The knowledge distillation approach provides a template for handling data retention limitations that are common in production environments, whether dealing with recommendation models or large language models. The finding that distillation should be applied differently in batch versus incremental training stages highlights the importance of understanding training dynamics in production pipelines.
The experimentation methodology—testing multiple expert architectures and carefully evaluating ROI—exemplifies the iterative, empirical approach necessary for production ML development. Rather than assuming that more sophisticated architectures are always better, the team validated each component’s contribution to the overall system.

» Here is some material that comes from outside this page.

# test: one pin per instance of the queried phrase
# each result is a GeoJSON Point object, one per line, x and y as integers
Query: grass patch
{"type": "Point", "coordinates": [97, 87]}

It’s worth noting that this case study comes from Pinterest’s engineering blog and naturally presents their work in a favorable light. While the results appear impressive, the specific metric improvements are referenced as internal data without detailed public disclosure. The claims about “significant” improvements should be evaluated in the context that Pinterest has strong incentives to present positive results.
Additionally, the multi-task learning capabilities of MMoE, while mentioned as a benefit, are not deeply explored in this particular case study. The focus remains primarily on the efficiency and knowledge transfer aspects rather than demonstrating complex multi-task scenarios.
Despite these caveats, the case study provides valuable insights into production-grade ML architecture decisions and operational optimizations that are relevant to practitioners working on similar scale systems, including those deploying and operating large language models in production environments.